The exhibition evokes symbolic power as well as the building itself. The works of the two artists are in dialogue across six floors to permit a close comparison between their two styles, marked by a progression upwards to the top floor, where the view of the city is a work of art itself.
Neo Rauch and Rosa Loy
The two artists are linked to the city of Leipzig, where a figurative language began developing in the early 1900s and has continued into the Third Millennium, attracting the interests of various generations of German artists.
Neo Rauch played a crucial role acting as liaison between different generations of artists and he continuously reinterpreted his figurative language through a mixture of different cultures: illustrations for East German propaganda posters, pop culture, the energetic and nervy realism of artists like Max Beckmann and Otto Dix, and the hallucinatory outlook and dramatic excitement of Renaissance masters such as Tintoretto and Rubens.

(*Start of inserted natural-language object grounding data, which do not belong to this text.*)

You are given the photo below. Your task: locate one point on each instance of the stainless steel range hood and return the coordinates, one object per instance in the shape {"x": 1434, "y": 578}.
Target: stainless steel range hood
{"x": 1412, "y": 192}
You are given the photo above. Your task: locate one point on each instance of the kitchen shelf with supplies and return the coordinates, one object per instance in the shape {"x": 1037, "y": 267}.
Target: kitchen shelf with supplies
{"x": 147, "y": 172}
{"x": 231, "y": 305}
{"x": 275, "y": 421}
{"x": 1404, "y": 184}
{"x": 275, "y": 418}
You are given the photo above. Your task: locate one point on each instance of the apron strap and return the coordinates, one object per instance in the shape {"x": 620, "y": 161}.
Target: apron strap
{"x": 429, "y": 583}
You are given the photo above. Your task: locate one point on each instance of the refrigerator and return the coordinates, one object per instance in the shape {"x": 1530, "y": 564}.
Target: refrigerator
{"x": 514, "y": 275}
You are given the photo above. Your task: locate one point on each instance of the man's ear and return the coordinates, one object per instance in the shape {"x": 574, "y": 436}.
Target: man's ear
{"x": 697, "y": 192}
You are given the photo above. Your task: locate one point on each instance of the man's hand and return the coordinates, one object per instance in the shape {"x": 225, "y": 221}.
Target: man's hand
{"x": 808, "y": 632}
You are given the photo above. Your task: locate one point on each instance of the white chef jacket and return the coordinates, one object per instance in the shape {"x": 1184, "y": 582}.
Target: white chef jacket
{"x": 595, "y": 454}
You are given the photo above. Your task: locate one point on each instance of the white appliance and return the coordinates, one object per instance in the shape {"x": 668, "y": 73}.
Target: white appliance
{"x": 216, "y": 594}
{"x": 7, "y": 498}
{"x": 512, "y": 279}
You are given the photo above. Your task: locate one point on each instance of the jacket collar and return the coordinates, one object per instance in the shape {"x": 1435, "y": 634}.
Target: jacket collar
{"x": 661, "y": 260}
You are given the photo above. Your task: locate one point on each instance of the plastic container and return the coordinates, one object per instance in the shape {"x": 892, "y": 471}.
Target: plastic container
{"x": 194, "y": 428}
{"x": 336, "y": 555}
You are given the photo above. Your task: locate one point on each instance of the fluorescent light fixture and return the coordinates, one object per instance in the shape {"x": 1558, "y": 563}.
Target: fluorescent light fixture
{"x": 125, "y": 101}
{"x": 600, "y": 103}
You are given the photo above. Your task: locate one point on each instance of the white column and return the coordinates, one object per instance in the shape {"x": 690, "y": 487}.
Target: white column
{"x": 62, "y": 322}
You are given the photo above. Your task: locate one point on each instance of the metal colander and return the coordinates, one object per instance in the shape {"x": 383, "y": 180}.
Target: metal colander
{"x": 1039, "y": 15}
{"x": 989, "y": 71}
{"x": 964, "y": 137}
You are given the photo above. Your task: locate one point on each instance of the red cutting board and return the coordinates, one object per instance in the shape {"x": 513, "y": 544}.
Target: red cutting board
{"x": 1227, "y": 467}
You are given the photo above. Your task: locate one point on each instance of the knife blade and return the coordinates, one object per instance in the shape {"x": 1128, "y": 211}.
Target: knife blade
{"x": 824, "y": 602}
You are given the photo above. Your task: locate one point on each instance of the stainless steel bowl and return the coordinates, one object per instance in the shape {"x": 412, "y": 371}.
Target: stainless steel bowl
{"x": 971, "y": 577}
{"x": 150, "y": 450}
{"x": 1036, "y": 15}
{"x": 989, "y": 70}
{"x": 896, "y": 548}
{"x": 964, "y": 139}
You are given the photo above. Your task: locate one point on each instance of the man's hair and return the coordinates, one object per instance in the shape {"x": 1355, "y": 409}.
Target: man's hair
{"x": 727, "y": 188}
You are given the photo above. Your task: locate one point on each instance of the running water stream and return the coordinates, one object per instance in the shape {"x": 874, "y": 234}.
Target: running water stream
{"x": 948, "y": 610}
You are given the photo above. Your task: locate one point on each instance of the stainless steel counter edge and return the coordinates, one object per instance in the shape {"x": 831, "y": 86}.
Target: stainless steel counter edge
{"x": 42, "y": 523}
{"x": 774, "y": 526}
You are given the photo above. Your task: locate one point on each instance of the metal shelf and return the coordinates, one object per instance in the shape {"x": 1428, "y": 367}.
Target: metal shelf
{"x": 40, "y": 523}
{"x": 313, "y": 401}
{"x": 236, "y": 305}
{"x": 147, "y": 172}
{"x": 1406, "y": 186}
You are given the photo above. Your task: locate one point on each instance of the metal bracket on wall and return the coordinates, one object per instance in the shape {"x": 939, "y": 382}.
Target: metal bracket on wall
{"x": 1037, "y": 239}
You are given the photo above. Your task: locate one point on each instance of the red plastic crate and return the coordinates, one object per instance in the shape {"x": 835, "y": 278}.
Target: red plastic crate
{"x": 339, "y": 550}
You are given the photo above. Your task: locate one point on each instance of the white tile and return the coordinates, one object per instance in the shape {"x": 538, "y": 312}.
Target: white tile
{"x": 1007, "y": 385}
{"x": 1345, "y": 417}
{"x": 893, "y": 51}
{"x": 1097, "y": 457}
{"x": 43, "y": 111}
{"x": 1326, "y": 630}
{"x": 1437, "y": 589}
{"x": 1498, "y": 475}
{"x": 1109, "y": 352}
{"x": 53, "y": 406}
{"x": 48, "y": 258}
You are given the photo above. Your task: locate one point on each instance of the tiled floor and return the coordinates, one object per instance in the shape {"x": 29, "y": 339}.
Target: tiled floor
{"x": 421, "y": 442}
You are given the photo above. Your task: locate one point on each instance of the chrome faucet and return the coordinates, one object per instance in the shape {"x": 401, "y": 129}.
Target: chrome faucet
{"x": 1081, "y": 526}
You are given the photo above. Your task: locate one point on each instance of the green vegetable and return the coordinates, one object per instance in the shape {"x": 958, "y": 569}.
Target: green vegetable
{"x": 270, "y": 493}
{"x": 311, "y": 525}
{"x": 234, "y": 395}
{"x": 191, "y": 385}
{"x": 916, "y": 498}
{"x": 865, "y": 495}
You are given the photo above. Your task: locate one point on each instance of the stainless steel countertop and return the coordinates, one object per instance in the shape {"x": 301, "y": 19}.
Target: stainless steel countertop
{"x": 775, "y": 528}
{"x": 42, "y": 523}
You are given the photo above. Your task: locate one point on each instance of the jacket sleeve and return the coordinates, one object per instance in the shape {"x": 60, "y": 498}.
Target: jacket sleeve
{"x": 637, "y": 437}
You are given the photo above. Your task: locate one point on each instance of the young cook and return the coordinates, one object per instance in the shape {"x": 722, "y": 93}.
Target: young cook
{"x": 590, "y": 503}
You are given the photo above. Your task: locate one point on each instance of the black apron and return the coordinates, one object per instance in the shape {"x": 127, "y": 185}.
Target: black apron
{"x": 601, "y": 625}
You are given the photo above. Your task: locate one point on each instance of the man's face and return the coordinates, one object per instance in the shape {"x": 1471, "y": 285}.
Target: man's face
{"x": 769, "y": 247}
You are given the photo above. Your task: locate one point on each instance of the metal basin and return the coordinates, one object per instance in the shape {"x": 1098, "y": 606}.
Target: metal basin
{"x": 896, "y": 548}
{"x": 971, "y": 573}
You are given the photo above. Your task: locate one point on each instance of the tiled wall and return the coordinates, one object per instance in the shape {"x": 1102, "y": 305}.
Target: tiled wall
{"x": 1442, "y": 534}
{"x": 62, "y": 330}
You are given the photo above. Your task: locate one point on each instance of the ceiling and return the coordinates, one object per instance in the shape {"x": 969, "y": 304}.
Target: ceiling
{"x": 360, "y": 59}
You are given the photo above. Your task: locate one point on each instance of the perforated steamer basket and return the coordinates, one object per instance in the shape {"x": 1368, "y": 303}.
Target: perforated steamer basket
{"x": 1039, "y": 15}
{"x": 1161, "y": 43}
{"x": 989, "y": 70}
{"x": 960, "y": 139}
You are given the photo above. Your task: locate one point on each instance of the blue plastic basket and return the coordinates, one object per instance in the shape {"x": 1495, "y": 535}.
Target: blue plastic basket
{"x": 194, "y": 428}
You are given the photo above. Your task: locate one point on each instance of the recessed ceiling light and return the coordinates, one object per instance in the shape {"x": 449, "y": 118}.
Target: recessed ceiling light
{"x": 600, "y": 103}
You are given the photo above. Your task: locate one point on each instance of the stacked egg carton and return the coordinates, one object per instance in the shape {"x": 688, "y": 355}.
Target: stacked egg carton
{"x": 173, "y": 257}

The paintings by Neo Rauch are based on the encounter (leading to the collapse) of different motifs and narratives with figures that double and even multiply inside the same image with changes in atmosphere. The result: convulsive overlapping, contrasting episodes, continuous variations in perspective and disproportion. Neo Rauch’s paintings are like ‘force maps’, where every element is more energy than a coherent narration.
Rosa Loy’s figurative language is more dreamy and ambiguous: Her paintings often center on the double woman, the enigmatic – and often violent – relationship between the two figures moving in an intimate and familiar landscape. Neo Rauch and Rosa Loy invite the viewer to come to terms with archetypal images, rich in psychoanalytic implications, whose meaning is continually reinforced by details and elements, a dimension of illustration as is seen in the surrealist tradition.